Deep Learning-Based Automatic Segmentation and Analysis of Mitochondrial Damage by Zika Virus and SARS-CoV-2.

Viruses can induce various mitochondrial morphological changes, which are associated with the type of immune response. Therefore, characterization and analysis of mitochondrial ultrastructural changes could provide insights into the kind of immune response elicited, especially when compared to uninfected cells. However, this analysis is highly time-consuming and susceptible to observer bias.
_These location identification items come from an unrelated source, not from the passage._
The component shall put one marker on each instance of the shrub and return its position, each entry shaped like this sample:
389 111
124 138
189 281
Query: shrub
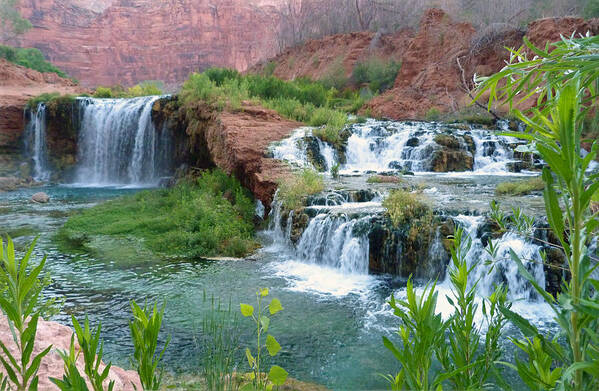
294 189
379 75
404 207
30 58
193 219
520 187
103 92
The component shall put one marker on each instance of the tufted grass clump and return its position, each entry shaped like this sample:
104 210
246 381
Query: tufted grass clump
405 207
520 187
293 190
212 216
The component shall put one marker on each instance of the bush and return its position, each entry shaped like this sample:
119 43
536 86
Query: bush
379 75
103 92
293 190
30 58
201 218
520 187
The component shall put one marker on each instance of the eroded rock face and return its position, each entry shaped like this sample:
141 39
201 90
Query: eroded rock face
59 336
128 41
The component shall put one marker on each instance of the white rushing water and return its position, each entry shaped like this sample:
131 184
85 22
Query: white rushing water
382 146
118 143
35 137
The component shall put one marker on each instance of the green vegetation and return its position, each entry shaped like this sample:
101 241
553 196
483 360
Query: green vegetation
376 73
30 58
145 328
301 99
145 88
520 187
50 98
277 375
293 190
211 216
405 207
21 303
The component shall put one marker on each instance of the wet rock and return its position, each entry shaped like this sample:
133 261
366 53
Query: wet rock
40 197
313 153
445 160
413 142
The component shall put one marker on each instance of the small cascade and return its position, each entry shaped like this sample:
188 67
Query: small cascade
35 139
503 270
405 146
330 240
118 143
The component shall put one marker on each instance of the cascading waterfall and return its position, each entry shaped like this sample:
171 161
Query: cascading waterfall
503 270
384 145
118 143
35 139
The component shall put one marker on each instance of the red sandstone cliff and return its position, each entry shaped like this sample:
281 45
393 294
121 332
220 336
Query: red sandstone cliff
17 86
127 41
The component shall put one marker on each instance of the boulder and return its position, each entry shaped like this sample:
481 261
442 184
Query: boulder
40 197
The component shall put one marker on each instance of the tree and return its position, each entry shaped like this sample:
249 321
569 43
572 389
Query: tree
11 21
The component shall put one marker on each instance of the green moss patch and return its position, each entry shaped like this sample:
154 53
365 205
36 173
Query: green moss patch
212 216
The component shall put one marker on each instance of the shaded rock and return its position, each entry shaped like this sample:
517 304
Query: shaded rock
40 197
59 336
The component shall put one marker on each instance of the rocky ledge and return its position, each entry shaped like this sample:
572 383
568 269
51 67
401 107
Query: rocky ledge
59 336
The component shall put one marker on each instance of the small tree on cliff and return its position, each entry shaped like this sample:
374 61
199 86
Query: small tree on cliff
11 21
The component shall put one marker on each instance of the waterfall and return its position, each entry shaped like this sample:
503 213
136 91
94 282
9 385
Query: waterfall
411 146
35 139
118 143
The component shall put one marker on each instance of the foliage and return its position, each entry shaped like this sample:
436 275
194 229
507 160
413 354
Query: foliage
565 81
378 74
20 304
520 187
11 20
51 98
145 88
211 216
294 189
465 365
30 58
422 331
403 207
220 341
145 328
277 375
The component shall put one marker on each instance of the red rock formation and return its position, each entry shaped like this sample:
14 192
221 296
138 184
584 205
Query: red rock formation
17 86
59 336
238 144
128 41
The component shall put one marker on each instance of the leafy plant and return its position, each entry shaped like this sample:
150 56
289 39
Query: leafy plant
277 375
220 340
422 332
294 189
145 328
20 303
564 79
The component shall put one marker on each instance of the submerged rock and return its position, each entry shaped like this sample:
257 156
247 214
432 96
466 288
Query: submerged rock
40 197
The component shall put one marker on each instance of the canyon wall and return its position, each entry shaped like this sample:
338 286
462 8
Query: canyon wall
127 41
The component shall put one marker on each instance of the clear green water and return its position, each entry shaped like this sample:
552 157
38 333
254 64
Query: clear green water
330 329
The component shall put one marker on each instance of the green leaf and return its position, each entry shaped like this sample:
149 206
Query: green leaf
275 306
249 356
277 375
246 310
272 345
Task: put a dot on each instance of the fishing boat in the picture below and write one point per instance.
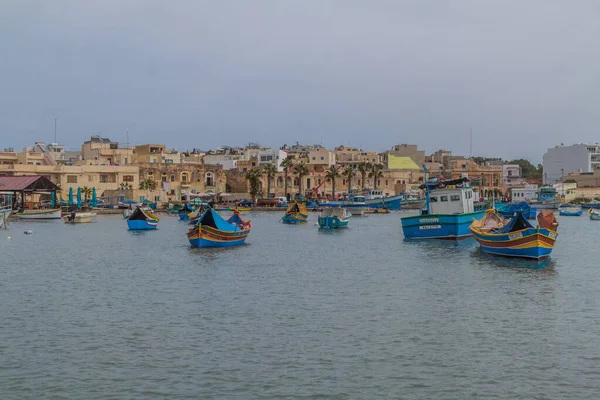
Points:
(594, 204)
(334, 217)
(447, 213)
(516, 237)
(378, 211)
(355, 204)
(570, 211)
(185, 212)
(79, 217)
(594, 215)
(376, 199)
(214, 231)
(41, 214)
(5, 212)
(296, 213)
(142, 219)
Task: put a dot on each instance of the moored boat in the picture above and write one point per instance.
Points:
(43, 213)
(516, 237)
(334, 217)
(570, 211)
(214, 231)
(142, 219)
(296, 213)
(447, 213)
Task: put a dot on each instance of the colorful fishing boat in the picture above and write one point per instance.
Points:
(142, 219)
(516, 237)
(295, 214)
(570, 211)
(334, 217)
(214, 231)
(185, 212)
(447, 214)
(41, 214)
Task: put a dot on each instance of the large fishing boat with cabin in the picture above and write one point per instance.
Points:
(516, 237)
(447, 214)
(214, 231)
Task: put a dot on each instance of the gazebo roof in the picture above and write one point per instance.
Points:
(27, 183)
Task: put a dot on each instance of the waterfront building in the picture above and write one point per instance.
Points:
(564, 160)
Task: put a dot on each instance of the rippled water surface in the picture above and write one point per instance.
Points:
(96, 312)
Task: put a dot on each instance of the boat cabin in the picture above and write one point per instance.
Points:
(527, 193)
(457, 200)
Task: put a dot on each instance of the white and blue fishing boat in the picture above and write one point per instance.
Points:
(566, 211)
(142, 220)
(334, 217)
(447, 214)
(376, 199)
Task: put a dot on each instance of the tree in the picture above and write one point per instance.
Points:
(364, 167)
(269, 171)
(349, 173)
(301, 170)
(376, 174)
(253, 177)
(86, 192)
(331, 174)
(286, 164)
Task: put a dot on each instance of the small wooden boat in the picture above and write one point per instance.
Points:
(79, 217)
(594, 215)
(296, 213)
(516, 237)
(142, 219)
(214, 231)
(378, 211)
(43, 213)
(570, 211)
(334, 217)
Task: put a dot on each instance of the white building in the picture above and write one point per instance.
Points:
(511, 175)
(564, 160)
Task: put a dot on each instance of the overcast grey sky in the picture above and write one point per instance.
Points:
(524, 75)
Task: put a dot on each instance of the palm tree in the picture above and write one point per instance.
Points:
(269, 170)
(301, 170)
(364, 167)
(86, 192)
(349, 173)
(376, 174)
(331, 174)
(286, 164)
(253, 177)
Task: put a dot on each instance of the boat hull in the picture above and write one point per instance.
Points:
(334, 222)
(439, 226)
(390, 202)
(529, 243)
(40, 214)
(142, 225)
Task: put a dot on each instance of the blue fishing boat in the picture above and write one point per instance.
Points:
(516, 237)
(295, 214)
(142, 219)
(570, 211)
(214, 231)
(376, 199)
(334, 217)
(185, 211)
(447, 214)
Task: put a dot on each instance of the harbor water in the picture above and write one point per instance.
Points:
(94, 311)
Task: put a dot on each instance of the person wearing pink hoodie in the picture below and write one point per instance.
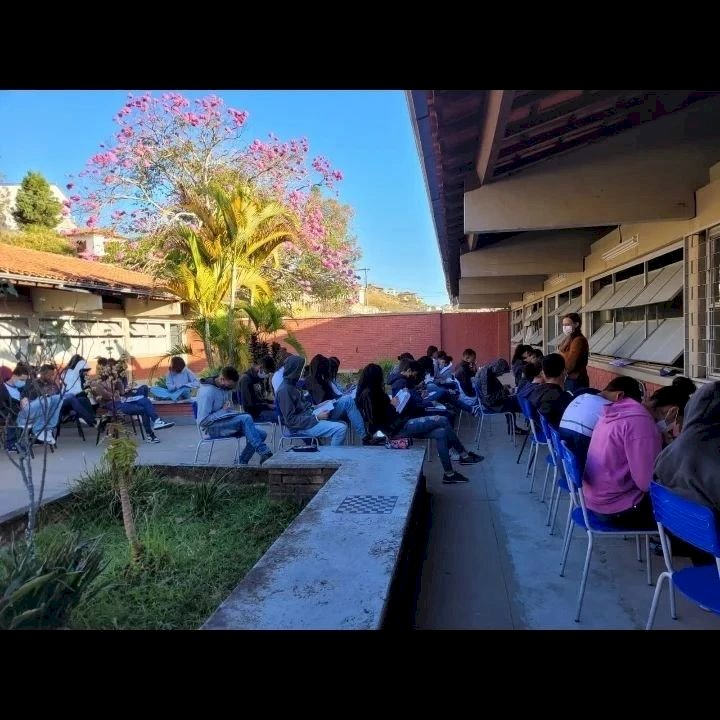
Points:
(623, 448)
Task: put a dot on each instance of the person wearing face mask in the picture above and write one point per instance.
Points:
(180, 380)
(575, 350)
(690, 466)
(667, 406)
(297, 413)
(217, 419)
(622, 452)
(41, 415)
(253, 404)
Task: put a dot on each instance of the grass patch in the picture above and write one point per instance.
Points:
(199, 543)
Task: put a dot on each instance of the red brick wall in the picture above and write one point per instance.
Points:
(360, 339)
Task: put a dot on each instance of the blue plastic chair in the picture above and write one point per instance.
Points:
(481, 412)
(560, 484)
(697, 525)
(287, 436)
(593, 526)
(205, 440)
(537, 440)
(552, 460)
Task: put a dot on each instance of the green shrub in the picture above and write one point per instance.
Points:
(208, 496)
(93, 492)
(36, 237)
(41, 592)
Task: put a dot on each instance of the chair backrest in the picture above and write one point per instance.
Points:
(688, 520)
(546, 430)
(526, 409)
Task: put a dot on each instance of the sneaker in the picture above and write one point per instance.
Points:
(471, 459)
(453, 478)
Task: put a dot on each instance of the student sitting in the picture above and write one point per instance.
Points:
(581, 416)
(690, 465)
(253, 405)
(297, 414)
(518, 362)
(380, 414)
(549, 398)
(47, 384)
(40, 415)
(319, 385)
(444, 375)
(620, 459)
(217, 419)
(112, 395)
(532, 357)
(179, 381)
(667, 406)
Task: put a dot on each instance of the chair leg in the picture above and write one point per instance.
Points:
(569, 527)
(583, 582)
(522, 449)
(544, 487)
(656, 600)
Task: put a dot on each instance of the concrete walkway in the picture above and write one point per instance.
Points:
(72, 457)
(492, 565)
(490, 562)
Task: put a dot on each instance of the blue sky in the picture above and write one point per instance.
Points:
(366, 134)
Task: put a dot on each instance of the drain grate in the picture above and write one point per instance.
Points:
(368, 504)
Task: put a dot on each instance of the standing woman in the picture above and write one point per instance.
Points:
(576, 351)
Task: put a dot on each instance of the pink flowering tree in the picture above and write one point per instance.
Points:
(166, 148)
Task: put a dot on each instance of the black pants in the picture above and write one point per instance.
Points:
(641, 517)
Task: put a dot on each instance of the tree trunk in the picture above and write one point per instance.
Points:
(207, 345)
(128, 519)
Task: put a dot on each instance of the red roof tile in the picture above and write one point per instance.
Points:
(74, 271)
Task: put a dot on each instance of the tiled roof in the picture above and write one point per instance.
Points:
(74, 271)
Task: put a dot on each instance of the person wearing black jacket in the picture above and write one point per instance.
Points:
(379, 412)
(319, 385)
(253, 405)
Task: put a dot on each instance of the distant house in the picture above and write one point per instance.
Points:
(8, 197)
(103, 309)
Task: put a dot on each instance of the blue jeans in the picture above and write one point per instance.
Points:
(40, 415)
(438, 428)
(241, 425)
(346, 409)
(164, 394)
(81, 408)
(267, 416)
(325, 428)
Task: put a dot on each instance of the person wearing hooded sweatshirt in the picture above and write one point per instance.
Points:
(319, 385)
(253, 405)
(622, 452)
(297, 413)
(380, 414)
(690, 465)
(216, 419)
(548, 398)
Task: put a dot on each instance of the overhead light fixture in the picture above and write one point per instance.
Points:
(621, 248)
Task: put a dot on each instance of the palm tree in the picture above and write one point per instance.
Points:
(236, 234)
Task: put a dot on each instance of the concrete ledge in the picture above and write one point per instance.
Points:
(337, 565)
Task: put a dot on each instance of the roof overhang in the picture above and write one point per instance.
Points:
(497, 162)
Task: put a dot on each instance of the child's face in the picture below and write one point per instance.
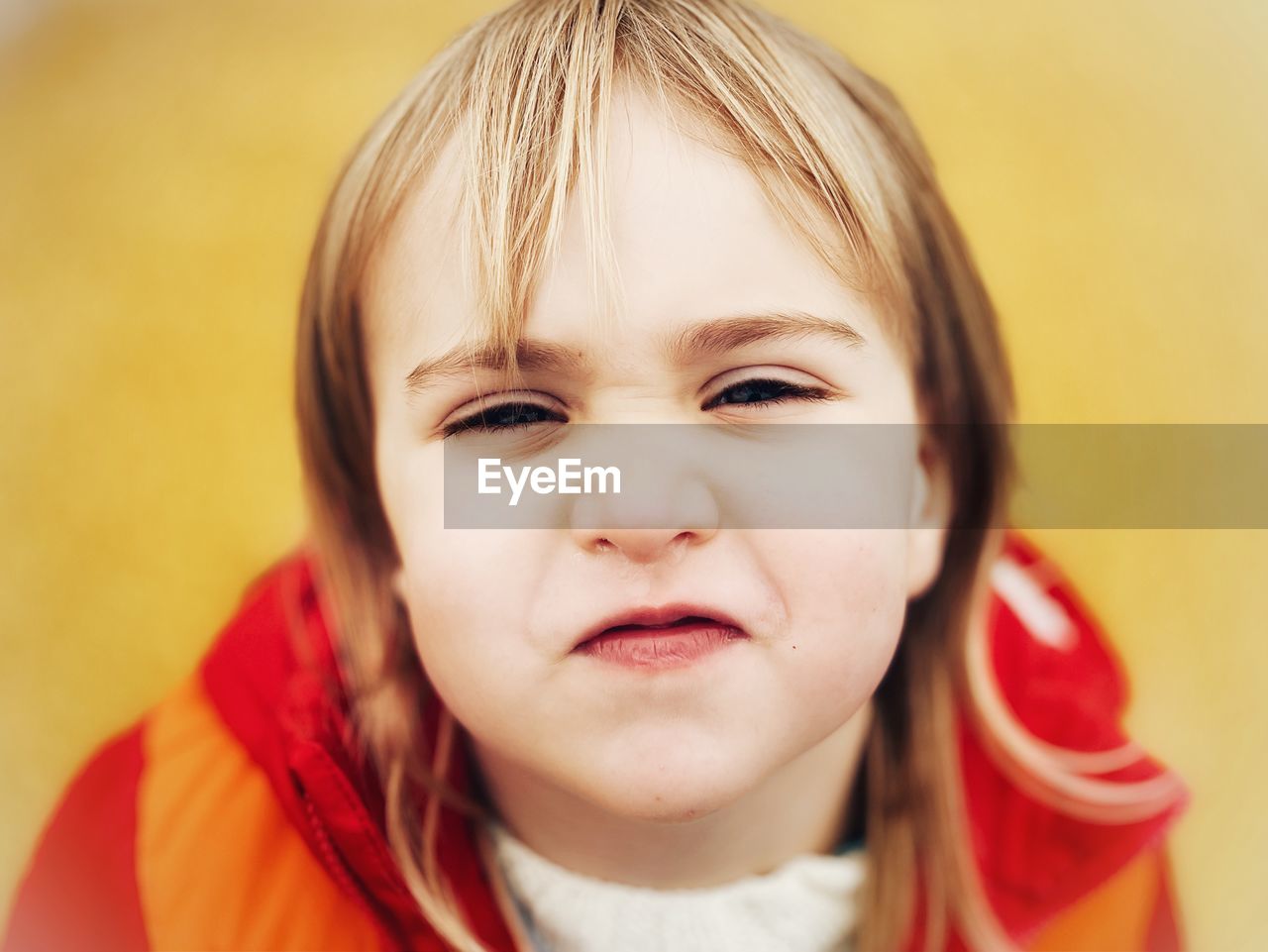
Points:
(496, 613)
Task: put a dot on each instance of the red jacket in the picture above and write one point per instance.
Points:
(236, 815)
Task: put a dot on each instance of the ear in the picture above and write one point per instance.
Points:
(397, 582)
(928, 517)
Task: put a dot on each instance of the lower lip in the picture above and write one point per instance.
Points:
(658, 649)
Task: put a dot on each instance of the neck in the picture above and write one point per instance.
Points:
(800, 807)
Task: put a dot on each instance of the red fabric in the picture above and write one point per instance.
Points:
(80, 892)
(272, 679)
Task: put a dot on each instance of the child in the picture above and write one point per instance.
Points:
(660, 733)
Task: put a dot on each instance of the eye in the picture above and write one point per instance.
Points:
(762, 390)
(505, 416)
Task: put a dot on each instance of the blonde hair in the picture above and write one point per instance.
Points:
(525, 93)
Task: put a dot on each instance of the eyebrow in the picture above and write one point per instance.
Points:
(710, 338)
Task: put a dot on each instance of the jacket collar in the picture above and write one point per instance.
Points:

This work presents the development of a deep learning-based approach for the automatic identification, segmentation, and analysis of mitochondria from thin-section transmission electron microscopy images of cells infected with two SARS-CoV-2 variants or the Zika virus, utilizing a convolutional neural network with a U-Net architecture. A comparison between manual and automatic segmentations, along with morphological metrics, was performed, yielding an accuracy greater than 85% with no statistically significant differences between the manual and automatic metrics. This approach significantly reduces processing time and enables a prediction of the immune response to viral infections by allowing the detection of both intact and damaged mitochondria. Therefore, the proposed deep learning-based tool may represent a significant advancement in the study and understanding of cellular responses to emerging pathogens. Additionally, its applicability could be extended to the analysis of other organelles, thereby opening up new opportunities for automated studies in cell biology.